Остановились у станціи. Носильщики потащили багажъ. Сопровождавшій омнибусъ человѣкъ изъ гостинницы сталъ спрашивать, куда сдавать багажъ.
– Ромъ, Ромъ, Ромъ… – твердила Глафира Семеновна.
– Въ Ромъ или въ Коньякъ, но только вонъ изъ вашего славнаго города Ниццы, – прибавилъ, смѣясь, Конуринъ.
Человѣкъ изъ гостинницы повелъ ихъ къ кассѣ, сдалъ багажъ, купилъ имъ билеты до Рима и заговорилъ, что-то объясняя.
– На итальянской границѣ нужно будетъ пересаживаться въ другіе вагоны, – перевела Глафира Семеновна. – Но затo эти билеты дѣйствительны на четырнадцать дней и мы по пути, если захотимъ, то можемъ на каждой станціи останавливаться, – весело прибавила она.
Въ головѣ ея въ это время мелькнула мысль, что во время пути она, можетъ быть, успѣетъ уговорить мужа и Конурина сойти въ Монте-Карло и остаться тамъ часа на три до слѣдующаго поѣзда, чтобы отыграться въ рулетку.
– Гдѣ тутъ останавливаться! – махнулъ рукой Николай Ивановичъ. – Прямо въ Римъ. Изъ Рима въ Неаполь, оттуда въ Венецію и домой…
– Да, да… Въ Римъ такъ и въѣдемъ. Пусть ромомъ насъ угощаютъ… – подхватилъ Конуринъ и опять прибавилъ:– Скажи на милость, вотъ ужъ не думалъ и не воображалъ, что Римъ хмельной городъ.
Человѣкъ изъ гостинницы, исполнивъ свою миссію по сдачѣ багожа и покупкѣ билетовъ, привелъ Ивановыхъ и Конурина въ залу перваго класса, поставилъ около нихъ ихъ сакъ-вояжи и пледы съ подушками и, снявъ фуражку, остановился въ ожидающей позѣ.

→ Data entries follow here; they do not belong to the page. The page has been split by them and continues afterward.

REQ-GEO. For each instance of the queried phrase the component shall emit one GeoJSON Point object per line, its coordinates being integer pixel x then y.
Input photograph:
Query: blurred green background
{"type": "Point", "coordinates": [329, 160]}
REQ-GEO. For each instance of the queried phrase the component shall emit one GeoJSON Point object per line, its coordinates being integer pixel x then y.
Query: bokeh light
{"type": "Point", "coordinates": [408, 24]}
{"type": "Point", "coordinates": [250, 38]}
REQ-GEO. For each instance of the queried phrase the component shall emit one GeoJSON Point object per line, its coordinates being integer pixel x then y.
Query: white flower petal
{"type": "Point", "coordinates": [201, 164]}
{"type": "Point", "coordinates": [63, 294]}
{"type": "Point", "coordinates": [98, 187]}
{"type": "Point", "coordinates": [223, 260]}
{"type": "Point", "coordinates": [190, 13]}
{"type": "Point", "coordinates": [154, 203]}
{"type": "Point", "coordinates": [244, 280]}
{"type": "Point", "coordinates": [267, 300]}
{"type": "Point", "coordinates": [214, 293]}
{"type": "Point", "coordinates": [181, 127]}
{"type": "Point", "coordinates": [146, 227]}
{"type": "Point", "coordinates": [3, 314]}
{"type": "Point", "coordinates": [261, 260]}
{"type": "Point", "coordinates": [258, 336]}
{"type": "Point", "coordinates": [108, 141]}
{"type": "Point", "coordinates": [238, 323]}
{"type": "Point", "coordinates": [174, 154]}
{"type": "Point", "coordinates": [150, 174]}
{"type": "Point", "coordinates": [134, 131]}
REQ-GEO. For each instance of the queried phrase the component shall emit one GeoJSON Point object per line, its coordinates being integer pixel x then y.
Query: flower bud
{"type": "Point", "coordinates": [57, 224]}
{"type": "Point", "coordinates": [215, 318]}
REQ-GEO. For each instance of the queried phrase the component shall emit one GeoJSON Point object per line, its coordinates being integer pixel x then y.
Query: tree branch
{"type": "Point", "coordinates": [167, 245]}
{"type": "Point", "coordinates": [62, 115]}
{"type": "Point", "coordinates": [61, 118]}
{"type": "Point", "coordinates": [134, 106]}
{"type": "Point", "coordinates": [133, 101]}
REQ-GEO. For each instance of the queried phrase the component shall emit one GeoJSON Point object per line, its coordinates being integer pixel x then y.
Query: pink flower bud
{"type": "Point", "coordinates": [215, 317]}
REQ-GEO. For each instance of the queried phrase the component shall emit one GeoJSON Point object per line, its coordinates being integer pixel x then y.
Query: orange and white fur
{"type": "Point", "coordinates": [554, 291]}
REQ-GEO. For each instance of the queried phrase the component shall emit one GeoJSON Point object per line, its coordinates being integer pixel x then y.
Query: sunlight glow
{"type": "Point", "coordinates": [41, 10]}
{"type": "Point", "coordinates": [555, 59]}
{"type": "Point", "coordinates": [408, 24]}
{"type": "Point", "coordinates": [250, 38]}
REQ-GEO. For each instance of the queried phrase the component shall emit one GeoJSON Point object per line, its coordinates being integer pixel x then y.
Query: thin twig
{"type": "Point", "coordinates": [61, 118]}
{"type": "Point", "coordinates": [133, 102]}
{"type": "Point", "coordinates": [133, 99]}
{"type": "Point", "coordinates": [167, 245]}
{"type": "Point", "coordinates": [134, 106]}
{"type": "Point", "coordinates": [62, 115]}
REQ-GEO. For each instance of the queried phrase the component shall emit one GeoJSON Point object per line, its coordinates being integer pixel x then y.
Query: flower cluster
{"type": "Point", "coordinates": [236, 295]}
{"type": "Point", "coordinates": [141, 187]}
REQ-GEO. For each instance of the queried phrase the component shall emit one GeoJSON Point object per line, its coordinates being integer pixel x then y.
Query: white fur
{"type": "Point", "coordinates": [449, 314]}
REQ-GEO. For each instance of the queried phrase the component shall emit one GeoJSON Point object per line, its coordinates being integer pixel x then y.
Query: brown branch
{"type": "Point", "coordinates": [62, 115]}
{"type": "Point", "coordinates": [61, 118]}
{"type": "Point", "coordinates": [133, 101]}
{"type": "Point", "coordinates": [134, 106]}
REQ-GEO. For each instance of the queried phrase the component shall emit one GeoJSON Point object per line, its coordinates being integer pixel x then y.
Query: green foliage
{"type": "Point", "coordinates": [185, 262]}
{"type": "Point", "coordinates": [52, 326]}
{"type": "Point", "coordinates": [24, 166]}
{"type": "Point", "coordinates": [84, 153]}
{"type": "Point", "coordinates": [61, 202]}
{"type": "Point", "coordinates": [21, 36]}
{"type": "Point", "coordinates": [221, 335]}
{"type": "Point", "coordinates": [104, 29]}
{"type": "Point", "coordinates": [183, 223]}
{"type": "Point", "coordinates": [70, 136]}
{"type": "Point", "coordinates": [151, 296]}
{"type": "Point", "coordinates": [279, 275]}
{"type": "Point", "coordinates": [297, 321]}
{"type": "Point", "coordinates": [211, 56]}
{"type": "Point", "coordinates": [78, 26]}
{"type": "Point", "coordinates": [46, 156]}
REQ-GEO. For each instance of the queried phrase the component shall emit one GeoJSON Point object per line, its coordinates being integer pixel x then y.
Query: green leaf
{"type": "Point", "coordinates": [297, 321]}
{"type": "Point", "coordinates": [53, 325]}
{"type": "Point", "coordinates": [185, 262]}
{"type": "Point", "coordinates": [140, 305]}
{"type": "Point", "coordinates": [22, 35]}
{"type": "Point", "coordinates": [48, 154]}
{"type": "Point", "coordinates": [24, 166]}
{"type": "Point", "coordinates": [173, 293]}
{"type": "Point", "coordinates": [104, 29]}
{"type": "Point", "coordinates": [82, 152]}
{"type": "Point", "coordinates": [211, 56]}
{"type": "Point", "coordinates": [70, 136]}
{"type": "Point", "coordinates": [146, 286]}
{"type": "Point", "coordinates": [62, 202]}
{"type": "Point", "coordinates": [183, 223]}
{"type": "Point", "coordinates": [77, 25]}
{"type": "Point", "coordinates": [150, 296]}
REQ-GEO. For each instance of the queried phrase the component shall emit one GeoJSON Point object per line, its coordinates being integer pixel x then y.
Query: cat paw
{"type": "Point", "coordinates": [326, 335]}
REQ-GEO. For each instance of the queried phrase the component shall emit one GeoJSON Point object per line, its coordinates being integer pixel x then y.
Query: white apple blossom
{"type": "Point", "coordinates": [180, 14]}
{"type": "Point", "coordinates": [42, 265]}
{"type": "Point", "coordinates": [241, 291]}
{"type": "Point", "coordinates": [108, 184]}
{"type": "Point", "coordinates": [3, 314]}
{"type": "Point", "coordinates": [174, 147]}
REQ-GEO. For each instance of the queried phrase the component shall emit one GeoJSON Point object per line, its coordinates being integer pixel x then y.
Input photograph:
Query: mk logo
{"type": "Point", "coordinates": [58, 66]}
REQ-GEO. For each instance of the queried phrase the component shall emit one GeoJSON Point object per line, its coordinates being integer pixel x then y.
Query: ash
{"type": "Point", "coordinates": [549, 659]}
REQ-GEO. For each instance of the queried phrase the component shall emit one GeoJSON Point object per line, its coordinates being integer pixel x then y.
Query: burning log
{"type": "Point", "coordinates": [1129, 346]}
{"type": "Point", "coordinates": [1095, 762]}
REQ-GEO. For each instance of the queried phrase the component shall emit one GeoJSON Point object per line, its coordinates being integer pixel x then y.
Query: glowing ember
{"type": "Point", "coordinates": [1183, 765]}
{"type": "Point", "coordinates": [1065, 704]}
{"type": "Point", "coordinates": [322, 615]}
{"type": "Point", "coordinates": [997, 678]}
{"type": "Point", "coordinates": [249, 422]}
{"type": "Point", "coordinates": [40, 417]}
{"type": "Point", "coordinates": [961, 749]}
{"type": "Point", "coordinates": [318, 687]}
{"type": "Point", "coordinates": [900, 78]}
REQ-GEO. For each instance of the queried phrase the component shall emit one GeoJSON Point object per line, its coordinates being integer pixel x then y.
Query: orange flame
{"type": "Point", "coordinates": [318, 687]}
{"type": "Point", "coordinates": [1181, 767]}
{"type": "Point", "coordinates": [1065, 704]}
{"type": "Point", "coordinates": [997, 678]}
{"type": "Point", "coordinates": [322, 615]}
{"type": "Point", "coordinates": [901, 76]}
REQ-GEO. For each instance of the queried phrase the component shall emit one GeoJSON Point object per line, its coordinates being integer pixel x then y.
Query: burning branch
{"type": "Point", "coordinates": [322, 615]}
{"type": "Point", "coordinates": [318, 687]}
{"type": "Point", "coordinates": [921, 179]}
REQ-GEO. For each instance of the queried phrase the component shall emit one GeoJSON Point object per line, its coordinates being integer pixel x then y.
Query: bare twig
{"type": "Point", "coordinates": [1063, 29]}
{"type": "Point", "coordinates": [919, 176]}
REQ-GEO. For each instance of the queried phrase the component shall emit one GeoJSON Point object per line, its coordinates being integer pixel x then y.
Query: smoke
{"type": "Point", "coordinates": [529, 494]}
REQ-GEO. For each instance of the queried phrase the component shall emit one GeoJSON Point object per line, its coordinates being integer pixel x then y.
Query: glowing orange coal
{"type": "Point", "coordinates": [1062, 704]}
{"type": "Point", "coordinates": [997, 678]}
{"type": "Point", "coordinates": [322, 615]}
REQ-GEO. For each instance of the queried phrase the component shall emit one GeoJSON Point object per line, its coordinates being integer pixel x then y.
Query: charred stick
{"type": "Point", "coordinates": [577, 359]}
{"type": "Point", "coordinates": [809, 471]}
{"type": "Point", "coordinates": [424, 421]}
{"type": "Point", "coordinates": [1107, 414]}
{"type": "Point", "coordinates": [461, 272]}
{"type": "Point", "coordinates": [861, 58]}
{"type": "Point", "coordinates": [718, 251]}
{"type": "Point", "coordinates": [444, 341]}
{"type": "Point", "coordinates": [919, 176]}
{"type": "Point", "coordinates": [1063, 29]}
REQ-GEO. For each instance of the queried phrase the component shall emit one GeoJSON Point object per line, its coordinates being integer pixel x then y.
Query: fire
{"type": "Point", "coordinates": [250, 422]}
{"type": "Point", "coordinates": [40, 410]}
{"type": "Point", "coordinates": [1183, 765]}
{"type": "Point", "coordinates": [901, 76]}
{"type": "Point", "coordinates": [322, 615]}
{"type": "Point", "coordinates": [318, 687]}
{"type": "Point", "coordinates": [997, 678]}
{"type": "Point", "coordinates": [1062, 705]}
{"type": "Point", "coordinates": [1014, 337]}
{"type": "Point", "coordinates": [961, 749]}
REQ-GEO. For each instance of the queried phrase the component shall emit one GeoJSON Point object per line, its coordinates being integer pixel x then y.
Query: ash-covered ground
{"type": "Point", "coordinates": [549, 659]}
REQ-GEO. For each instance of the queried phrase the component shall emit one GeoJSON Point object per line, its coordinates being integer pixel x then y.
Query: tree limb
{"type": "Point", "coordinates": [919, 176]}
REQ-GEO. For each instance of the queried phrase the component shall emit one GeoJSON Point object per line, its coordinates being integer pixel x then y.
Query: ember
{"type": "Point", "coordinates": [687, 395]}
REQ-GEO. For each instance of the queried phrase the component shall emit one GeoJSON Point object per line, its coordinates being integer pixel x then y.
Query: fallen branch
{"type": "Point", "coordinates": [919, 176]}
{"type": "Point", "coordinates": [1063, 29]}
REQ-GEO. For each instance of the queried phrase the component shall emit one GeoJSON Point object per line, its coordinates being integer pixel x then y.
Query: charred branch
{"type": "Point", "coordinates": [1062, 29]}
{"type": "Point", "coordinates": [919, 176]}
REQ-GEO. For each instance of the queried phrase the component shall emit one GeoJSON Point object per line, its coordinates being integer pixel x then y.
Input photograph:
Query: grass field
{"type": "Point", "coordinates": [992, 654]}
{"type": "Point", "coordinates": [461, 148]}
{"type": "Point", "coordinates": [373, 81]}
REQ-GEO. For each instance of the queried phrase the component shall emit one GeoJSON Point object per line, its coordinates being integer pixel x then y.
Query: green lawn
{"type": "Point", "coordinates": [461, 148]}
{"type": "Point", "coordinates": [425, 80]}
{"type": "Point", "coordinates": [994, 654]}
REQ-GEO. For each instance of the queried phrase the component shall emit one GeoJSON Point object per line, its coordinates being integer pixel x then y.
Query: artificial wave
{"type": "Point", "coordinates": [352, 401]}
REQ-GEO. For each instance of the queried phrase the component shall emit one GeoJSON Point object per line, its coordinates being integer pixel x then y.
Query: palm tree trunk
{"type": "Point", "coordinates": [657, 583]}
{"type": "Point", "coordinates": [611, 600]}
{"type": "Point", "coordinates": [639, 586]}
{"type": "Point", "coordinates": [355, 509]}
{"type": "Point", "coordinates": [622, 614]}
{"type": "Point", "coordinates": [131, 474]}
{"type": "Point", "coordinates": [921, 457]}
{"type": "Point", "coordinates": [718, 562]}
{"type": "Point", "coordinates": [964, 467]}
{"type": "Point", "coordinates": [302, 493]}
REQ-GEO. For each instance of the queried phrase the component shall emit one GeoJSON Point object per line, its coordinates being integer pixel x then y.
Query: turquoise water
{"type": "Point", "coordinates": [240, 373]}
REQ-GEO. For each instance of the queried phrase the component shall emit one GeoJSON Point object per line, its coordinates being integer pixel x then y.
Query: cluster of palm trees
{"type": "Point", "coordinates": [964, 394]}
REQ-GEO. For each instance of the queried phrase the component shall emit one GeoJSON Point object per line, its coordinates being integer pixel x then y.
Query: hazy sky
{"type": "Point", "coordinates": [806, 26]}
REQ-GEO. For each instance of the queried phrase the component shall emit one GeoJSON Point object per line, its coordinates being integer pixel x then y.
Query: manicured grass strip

– Что? Пуръ буаръ теперь? на чай хочешь? спросилъ, улыбаясь, Николай Ивановичъ. – А зачѣмъ путешественниковъ въ гостинницѣ грабите? Мы – рюсъ, вы – франсе и должны въ мирѣ жить, потому что друзья, ами. Какое-же тогда “вивъ ли Руси” съ вашей стороны? На вотъ полъ-четвертака. А больше не дамъ. Не стоите вы, черти!
Онъ далъ мелкую серебряную монету. Черезъ нѣсколько минутъ подошелъ поѣздъ изъ Марселя, отправляющійся до итальянской границы и супруги Ивановы и Конуринъ засѣли въ купэ вагона. Когда поѣздъ тронулся, Конуринъ перекрестился.
– Ни изъ одного города не уѣзжаю съ такимъ удовольствіемъ, какъ изъ этого, проговорилъ онъ.
– Есть чѣмъ хвалиться! Молчали-бы лучше. Вѣдь это-же сѣрое невѣжество и ничего больше, отвѣчала Глафира Семеновна. – Люди со всѣхъ сторонъ сюда на отдыхъ собираются, благодарятъ Бога, что попали въ этотъ благословенный край, а вы радуетесь, что уѣзжаете!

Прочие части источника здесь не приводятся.